Several methodological innovations and experiments are conducted:

1. Baseline and State-of-the-Art Model Comparison: The paper critiques traditional database-splitting techniques, demonstrating their propensity to cause bias and overfitting. By restructuring the database into distinct patient-based training and test sets, the authors achieve improved reliability in their CNN models.
2. Benchmarking and Architecture Simplification: Employing various state-of-the-art CNN architectures, the paper finds that simpler architectures like SeResNet18 outperform more complex ones such as ResNet50 and InceptionResNet V2 in this context, suggesting that the complexity of such architectures might be redundant for the inherent pattern recognition required by the DMR-IR dataset.
3. Hyper-parameters Optimization: Utilizing a Bayesian optimization approach with a Tree Parzen Estimator, the paper fine-tunes the CNN architectures to achieve a 92% accuracy and F1-score, outperforming traditional texture and feature-based methods.
4. Data Augmentation and Database Size: A crucial finding is the effectiveness of data augmentation, which compensates for the limited size of biomedical datasets. The paper reveals that data augmentation techniques can achieve performance metrics equivalent to a significantly larger dataset, reflecting a 50% reduction in necessary patient samples.

Implications and Future Directions

This research holds significant implications for the development of CAD systems in breast cancer screening, particularly in resource-constrained environments. The demonstrated efficacy of CNN-based systems using thermal imaging could enhance accessibility to early diagnosis in areas where traditional screening methods are not feasible due to financial or infrastructural limitations.

Practically, this paper advocates for the application of CNNs in improving diagnostic accuracy and reducing false positives and negatives, which are critical for effective cancer screening. However, the authors also acknowledge the limitations of current datasets and advocate for the creation of larger, high-quality databases to further validate their approach.

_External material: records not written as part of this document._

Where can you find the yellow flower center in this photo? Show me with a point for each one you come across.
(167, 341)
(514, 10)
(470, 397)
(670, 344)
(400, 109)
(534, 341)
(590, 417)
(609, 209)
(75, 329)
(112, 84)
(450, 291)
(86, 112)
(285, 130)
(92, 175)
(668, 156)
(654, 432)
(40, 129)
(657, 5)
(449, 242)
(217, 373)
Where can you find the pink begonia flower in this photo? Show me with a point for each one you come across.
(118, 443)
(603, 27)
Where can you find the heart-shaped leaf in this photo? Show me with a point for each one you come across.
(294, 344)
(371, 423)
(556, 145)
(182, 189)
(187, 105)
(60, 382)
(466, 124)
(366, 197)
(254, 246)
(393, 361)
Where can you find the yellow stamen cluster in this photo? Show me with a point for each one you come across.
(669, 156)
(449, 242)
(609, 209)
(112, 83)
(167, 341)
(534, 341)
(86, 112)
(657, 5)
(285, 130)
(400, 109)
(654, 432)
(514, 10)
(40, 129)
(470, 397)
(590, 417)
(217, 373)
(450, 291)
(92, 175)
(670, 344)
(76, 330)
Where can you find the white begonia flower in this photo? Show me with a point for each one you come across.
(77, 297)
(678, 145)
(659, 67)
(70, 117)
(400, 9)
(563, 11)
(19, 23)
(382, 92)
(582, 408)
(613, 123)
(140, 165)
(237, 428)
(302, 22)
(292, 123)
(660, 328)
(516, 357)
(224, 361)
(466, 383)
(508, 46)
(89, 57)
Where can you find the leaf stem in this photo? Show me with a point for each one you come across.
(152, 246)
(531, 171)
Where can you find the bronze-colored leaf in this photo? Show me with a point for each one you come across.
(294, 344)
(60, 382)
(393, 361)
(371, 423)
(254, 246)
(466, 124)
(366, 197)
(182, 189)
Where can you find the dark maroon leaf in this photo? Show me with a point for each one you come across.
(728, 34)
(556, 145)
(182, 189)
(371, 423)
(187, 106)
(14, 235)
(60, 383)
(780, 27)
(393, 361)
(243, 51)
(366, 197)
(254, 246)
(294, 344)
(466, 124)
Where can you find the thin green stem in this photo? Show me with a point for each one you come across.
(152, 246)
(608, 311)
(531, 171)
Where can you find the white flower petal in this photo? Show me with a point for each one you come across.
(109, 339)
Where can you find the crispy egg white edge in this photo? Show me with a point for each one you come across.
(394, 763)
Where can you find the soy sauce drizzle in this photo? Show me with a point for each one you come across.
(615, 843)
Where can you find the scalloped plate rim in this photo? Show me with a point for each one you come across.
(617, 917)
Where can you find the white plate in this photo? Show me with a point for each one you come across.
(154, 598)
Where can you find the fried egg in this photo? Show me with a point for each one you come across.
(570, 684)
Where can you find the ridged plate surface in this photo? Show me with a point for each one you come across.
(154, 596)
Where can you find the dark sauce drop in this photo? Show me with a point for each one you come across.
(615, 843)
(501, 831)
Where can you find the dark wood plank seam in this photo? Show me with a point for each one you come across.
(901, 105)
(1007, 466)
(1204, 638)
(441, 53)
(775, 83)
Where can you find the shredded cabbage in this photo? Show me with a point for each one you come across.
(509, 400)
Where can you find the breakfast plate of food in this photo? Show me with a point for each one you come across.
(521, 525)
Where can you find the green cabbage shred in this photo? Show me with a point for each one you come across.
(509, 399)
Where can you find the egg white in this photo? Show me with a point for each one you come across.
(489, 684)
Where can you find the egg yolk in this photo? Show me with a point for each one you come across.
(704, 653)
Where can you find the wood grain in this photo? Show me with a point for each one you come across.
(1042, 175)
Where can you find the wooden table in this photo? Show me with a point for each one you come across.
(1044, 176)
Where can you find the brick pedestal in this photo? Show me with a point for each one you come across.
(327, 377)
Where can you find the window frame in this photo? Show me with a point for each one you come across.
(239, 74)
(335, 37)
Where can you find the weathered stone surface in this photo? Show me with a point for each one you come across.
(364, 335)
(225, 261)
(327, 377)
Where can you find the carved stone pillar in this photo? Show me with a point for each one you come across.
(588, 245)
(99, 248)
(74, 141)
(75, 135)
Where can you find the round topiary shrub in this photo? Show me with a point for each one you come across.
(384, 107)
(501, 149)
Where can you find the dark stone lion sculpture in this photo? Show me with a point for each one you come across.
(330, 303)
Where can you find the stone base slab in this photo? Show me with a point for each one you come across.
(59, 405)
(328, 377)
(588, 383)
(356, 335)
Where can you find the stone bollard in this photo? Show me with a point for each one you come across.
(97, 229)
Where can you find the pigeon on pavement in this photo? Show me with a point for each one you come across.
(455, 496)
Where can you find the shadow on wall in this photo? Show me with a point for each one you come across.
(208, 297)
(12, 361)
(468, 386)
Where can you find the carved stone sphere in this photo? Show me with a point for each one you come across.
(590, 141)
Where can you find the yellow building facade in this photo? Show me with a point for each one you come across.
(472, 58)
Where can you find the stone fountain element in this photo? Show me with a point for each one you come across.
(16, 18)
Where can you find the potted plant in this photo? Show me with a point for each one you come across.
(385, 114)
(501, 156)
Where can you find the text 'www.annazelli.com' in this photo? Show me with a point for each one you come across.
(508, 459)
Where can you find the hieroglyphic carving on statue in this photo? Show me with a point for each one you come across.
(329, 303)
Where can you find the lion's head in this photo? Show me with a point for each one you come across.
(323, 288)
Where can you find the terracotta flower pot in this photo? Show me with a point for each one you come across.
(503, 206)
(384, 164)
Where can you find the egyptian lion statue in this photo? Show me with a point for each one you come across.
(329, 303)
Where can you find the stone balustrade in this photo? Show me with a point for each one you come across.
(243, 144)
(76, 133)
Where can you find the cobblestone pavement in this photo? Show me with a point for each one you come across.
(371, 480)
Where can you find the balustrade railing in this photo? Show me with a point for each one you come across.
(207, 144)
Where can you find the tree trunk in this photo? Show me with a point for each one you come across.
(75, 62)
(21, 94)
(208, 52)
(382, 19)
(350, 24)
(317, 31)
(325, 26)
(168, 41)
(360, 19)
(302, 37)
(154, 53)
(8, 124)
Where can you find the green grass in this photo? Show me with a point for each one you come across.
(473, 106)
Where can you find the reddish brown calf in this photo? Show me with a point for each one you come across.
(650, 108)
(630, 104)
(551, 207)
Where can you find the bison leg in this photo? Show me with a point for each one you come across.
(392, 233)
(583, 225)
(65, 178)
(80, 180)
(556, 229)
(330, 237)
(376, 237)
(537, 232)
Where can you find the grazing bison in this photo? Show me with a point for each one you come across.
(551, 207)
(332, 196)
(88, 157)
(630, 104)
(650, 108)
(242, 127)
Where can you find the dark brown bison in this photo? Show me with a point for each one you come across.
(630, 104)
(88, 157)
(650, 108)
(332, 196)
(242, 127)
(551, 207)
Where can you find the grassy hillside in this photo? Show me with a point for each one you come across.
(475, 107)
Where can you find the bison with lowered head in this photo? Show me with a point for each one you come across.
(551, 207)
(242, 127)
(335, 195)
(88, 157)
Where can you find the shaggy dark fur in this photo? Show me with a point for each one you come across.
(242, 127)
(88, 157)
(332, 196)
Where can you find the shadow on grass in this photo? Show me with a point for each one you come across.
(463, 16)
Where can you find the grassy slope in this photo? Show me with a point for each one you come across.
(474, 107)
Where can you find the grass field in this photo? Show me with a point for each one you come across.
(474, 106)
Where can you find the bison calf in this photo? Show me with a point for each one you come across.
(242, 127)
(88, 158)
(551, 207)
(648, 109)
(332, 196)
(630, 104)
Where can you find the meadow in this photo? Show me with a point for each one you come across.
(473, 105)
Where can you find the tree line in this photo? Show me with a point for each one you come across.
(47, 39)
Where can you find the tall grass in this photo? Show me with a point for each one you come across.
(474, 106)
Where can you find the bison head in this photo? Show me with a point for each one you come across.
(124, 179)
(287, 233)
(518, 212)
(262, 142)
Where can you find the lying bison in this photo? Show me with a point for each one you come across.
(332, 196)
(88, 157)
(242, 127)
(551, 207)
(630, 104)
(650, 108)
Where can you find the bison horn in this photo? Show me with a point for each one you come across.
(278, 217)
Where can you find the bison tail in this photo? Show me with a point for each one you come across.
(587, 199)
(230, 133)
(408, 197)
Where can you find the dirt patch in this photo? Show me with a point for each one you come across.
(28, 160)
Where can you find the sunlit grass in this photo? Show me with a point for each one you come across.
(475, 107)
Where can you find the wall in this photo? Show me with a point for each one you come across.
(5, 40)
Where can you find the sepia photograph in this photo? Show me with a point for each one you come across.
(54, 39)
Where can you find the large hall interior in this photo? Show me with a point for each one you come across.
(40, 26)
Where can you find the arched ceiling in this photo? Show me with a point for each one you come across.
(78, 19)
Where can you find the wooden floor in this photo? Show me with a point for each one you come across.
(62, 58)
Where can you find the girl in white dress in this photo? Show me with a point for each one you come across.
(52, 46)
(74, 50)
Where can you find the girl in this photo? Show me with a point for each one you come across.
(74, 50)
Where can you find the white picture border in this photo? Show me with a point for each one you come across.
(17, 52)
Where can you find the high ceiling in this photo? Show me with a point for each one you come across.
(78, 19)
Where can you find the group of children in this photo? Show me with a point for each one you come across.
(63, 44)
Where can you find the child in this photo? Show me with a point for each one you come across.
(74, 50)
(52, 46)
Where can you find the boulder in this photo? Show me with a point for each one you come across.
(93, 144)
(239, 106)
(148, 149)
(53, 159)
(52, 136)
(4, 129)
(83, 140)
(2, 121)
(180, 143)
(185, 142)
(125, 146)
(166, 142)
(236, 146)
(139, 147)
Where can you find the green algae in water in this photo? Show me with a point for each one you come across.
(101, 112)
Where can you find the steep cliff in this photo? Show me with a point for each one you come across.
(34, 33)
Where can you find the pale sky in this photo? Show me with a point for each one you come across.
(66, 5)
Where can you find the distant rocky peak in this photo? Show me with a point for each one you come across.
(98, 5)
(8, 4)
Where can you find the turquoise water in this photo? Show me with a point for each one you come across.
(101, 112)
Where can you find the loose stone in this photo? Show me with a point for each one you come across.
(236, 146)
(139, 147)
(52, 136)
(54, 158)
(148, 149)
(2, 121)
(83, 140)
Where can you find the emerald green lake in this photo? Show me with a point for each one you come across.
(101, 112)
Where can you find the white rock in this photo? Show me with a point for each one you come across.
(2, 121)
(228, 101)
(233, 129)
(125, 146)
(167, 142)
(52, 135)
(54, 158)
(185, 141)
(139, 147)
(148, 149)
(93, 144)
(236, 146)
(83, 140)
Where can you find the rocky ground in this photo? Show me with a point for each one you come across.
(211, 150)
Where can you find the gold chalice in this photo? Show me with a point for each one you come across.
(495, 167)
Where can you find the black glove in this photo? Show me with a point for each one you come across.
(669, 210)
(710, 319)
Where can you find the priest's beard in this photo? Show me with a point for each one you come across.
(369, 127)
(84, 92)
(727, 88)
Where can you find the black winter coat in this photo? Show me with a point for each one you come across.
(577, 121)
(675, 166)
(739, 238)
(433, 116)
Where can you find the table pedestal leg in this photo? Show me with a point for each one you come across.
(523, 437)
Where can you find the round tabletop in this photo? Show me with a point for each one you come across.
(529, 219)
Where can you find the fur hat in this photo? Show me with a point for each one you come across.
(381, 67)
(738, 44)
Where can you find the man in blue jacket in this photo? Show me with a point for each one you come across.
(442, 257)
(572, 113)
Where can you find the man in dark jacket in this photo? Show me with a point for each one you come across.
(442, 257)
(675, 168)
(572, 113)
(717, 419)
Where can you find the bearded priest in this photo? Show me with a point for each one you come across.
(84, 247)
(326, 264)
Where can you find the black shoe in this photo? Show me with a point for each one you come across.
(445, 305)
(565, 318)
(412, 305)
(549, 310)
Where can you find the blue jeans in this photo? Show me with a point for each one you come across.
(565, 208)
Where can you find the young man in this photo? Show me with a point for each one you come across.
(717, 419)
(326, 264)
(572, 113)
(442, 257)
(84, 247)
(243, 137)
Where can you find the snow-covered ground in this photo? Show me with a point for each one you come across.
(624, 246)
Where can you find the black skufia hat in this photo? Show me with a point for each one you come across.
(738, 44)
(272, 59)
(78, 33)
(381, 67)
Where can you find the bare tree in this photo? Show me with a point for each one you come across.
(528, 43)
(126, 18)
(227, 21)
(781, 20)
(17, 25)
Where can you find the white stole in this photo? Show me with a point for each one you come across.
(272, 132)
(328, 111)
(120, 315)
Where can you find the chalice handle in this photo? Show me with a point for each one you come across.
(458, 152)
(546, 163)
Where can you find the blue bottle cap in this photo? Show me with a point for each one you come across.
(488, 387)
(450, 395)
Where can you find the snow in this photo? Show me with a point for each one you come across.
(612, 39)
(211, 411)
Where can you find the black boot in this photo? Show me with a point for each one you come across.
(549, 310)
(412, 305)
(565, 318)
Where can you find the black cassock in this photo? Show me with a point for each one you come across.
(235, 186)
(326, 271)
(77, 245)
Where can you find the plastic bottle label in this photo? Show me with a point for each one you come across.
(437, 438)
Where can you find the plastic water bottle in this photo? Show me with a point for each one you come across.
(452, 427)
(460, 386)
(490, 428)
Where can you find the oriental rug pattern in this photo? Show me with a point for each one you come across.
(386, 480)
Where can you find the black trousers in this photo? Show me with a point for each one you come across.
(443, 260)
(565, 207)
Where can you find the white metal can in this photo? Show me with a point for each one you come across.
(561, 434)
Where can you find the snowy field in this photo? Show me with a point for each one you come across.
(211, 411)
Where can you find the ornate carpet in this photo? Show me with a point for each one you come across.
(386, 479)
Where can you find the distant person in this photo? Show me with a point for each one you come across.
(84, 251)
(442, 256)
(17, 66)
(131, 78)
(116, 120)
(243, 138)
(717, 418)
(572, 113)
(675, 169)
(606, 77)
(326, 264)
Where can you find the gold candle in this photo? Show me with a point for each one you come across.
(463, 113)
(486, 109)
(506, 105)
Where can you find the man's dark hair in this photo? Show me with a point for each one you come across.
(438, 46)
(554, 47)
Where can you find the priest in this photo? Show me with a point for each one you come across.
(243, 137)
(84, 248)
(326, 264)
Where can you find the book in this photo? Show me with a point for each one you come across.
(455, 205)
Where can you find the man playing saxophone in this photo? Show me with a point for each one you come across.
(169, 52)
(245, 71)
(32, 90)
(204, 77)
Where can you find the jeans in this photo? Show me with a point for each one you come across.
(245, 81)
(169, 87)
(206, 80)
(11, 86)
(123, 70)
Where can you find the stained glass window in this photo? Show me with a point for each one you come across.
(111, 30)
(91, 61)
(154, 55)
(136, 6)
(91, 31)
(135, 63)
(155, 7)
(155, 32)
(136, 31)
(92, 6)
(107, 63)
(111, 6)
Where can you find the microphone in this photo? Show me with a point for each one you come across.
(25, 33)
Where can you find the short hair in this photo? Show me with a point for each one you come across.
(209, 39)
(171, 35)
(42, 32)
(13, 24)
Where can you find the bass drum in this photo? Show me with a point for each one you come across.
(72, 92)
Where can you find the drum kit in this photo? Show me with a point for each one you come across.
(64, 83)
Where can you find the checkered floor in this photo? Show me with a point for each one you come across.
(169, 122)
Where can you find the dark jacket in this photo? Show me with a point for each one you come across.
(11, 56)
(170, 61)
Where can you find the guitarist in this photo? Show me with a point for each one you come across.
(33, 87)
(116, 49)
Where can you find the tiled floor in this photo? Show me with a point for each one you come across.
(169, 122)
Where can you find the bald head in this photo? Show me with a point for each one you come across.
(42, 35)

Theoretically, the work challenges the trend towards ever more complex CNN architectures by showing that simplicity can sometimes yield better results. This suggests future research directions in machine learning, urging the exploration of tailored, dataset-specific model simplifications and optimizations.

In conclusion, the paper presents compelling evidence for a CNN-driven diagnostic framework utilizing thermal images for breast cancer detection. This innovative approach not only strengthens the potential of non-invasive diagnostic techniques but also paves the way for more cost-effective and scalable solutions across various medical imaging applications. The authors' methodological rigor and empirical findings make a substantial contribution to the ongoing advancement of AI-driven diagnostic tools in healthcare.